Fanny had been ten when her mother died. The family had been shocked, not only on account of their grief, but with concern for the future of the child.

‘What shall we do now?’ Francis Albion had cried to his sister.

‘Live a long time,’ she had sternly replied.

They had both done so. Fanny had not been orphaned; if Francis and Adelaide had been more like grandparents, Fanny had nonetheless had a happy home. If her father, as he grew into old age, was somewhat timid and plaintive, her own youthful spirits and the frequent company of her Totton cousins easily overcame this influence. And if her Aunt Adelaide tended to repeat herself, Fanny could, all the same, enjoy the intelligence that was still there, as sharp as ever.

And then there was Mrs Pride.

Mrs Pride. Were all housekeepers known as Mrs, regardless of whether they had been married? Fanny had never met a housekeeper who wasn’t. It was a term of respect, a recognition that, within their own domain, they were mistress of the house. And there was absolutely no question about who ran Albion House. Mrs Pride did.

She was a very handsome woman: tall, her grey hair swept elegantly back, her walk stately; any man would guess at once that she must have a magnificent body. The only reason she had not married, in all likelihood, was that she preferred running a manor house to the much harder life she would have had as the wife of a farmer or forest smallholder, or even a Lymington shopkeeper.
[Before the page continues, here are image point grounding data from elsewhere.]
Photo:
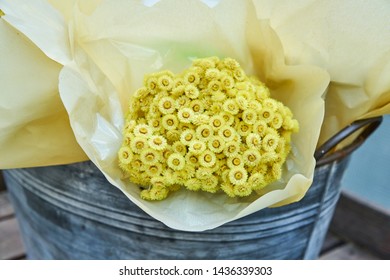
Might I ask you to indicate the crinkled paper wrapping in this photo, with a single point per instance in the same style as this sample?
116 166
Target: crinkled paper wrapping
106 47
351 39
34 125
112 44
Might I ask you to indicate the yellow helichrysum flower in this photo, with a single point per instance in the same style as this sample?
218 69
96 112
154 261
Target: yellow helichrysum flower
176 161
228 118
138 144
238 175
165 82
143 130
192 77
191 91
235 161
154 169
207 158
216 144
227 133
150 156
197 147
231 149
249 116
125 155
193 184
251 157
185 115
187 136
256 181
212 74
204 132
253 140
242 102
179 147
209 128
270 142
217 122
197 106
210 184
169 122
230 106
157 142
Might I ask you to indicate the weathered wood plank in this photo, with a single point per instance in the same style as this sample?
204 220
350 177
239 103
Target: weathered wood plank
331 242
6 209
11 246
363 224
349 251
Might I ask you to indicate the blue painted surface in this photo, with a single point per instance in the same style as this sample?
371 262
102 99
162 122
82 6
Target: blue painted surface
368 173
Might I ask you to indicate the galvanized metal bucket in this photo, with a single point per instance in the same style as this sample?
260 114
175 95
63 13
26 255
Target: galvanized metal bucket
71 212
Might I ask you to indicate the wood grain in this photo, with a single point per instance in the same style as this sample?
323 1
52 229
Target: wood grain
11 246
6 209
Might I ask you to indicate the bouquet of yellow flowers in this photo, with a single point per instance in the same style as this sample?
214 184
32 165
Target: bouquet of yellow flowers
210 128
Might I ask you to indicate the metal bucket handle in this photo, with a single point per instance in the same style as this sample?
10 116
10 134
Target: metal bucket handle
321 155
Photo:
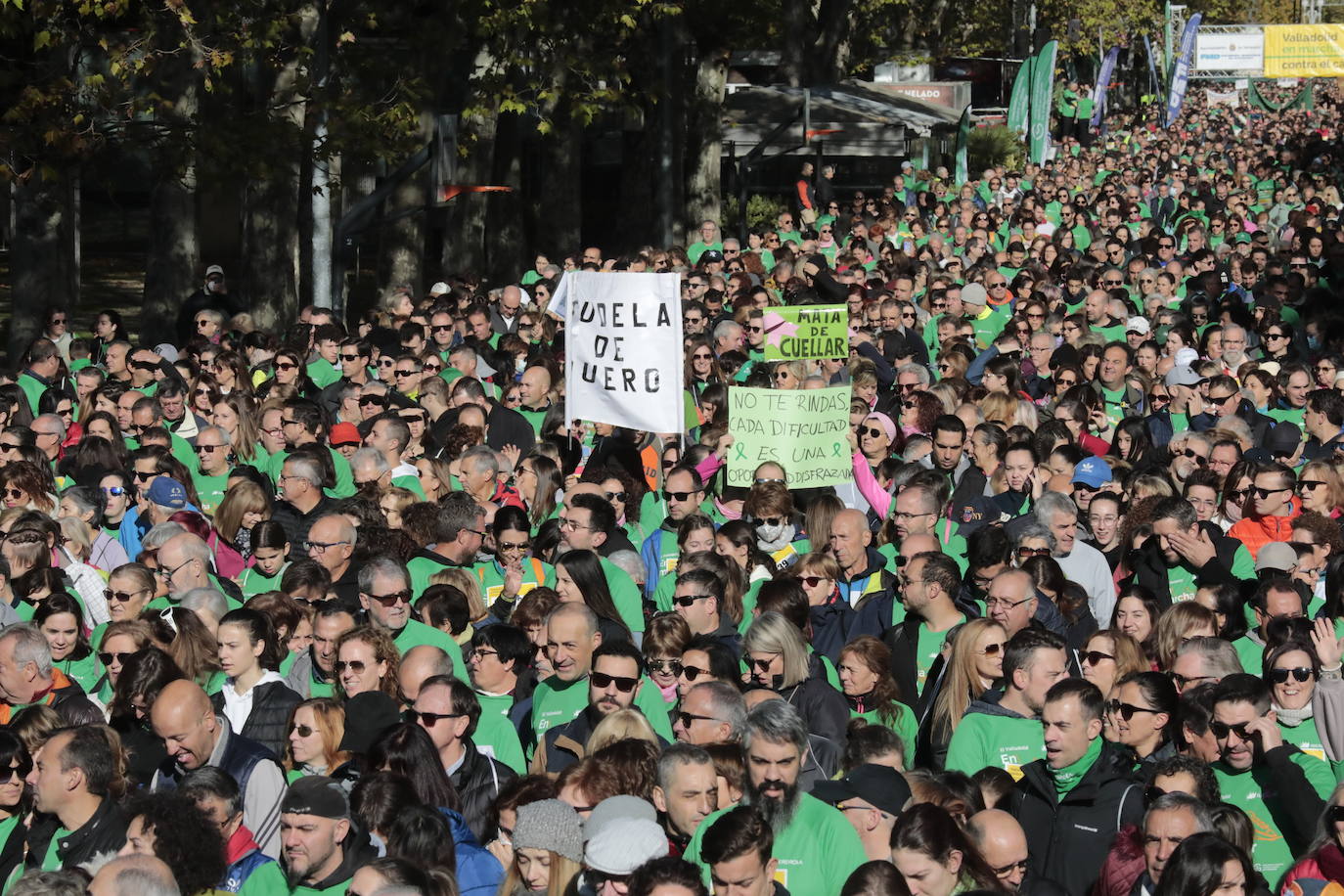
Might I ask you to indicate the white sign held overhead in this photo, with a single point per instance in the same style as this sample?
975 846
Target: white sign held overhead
622 349
1217 51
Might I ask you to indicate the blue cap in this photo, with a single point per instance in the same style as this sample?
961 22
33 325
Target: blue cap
1092 471
167 492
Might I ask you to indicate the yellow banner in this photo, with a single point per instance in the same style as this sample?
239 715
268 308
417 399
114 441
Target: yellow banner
1304 51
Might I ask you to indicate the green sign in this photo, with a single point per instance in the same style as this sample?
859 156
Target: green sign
805 332
802 430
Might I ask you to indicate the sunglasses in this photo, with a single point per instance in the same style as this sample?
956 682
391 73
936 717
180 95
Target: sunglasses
430 719
1125 709
391 600
1221 730
601 680
691 673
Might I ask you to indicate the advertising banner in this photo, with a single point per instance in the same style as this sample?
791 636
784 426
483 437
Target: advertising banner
1229 51
622 349
1304 51
807 332
802 430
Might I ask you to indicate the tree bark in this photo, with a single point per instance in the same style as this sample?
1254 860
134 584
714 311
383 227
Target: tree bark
704 137
43 254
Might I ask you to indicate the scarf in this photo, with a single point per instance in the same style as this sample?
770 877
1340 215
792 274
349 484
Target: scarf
1293 718
1069 777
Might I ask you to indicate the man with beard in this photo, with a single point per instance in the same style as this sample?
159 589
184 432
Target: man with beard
613 684
816 849
323 848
She was always deferential. If the sheets needed renewing she would get permission from Adelaide to attend to it.
When it was time for the spring clean she would enquire what date would be convenient. If a chimney looked about to fall down, even, she would politely ask Francis what he would like her to do about it. She knew every nook and cranny, every rafter, every store, every expenditure. Mrs Pride was, in truth, the mistress of Albion House; the Albions only lived there.

To Fanny she became a second, silent mother. For years Fanny did not know it. If she decided to go for a walk and Fanny went with her, Mrs Pride might want to sit a while so that Fanny could play in the water at the ford. When she happened to see sketching materials in Lymington she took the liberty of buying them, just in case Adelaide might wish to give them to Fanny. She remarked on Fanny’s drawing prowess to the vicar after church and meekly supposed that there would be tutors visiting the house to give her lessons in other accomplishments too – at which Mr Gilpin took the hint at once and saw that these things were attended to. And so quiet and effective was she that, at almost fifteen, Fanny still thought that she was just the loving, friendly figure who saw that she was clothed and fed, and who seemed always glad of a little company when she sat in her little parlour in the early evening for a pot of tea and some delicious brandy cakes.

Fanny glanced across at her father. He had closed his eyes, after these last remarks. It was strange, in a way, this timidity of his, when one considered his life. Sometimes, even now, he would tell her about his travels, describing the gorgeous French court of Louis XV, or the busy port of Boston, or the plantations of Carolina. He still recalled every great event.

‘I remember the excitement in London, back in forty-five,’ he would say, ‘when the Scots tried to march south under Bonnie Prince Charlie.’ Every victory of the British on the high seas or out in India seemed to have a story to go with it, and when she was a child he used to relate these to
her vividly, so that, without knowing it, she had learned much of the history of her times from him.

She was sad to see his decline, but glad that she was there to be at his side in these final years.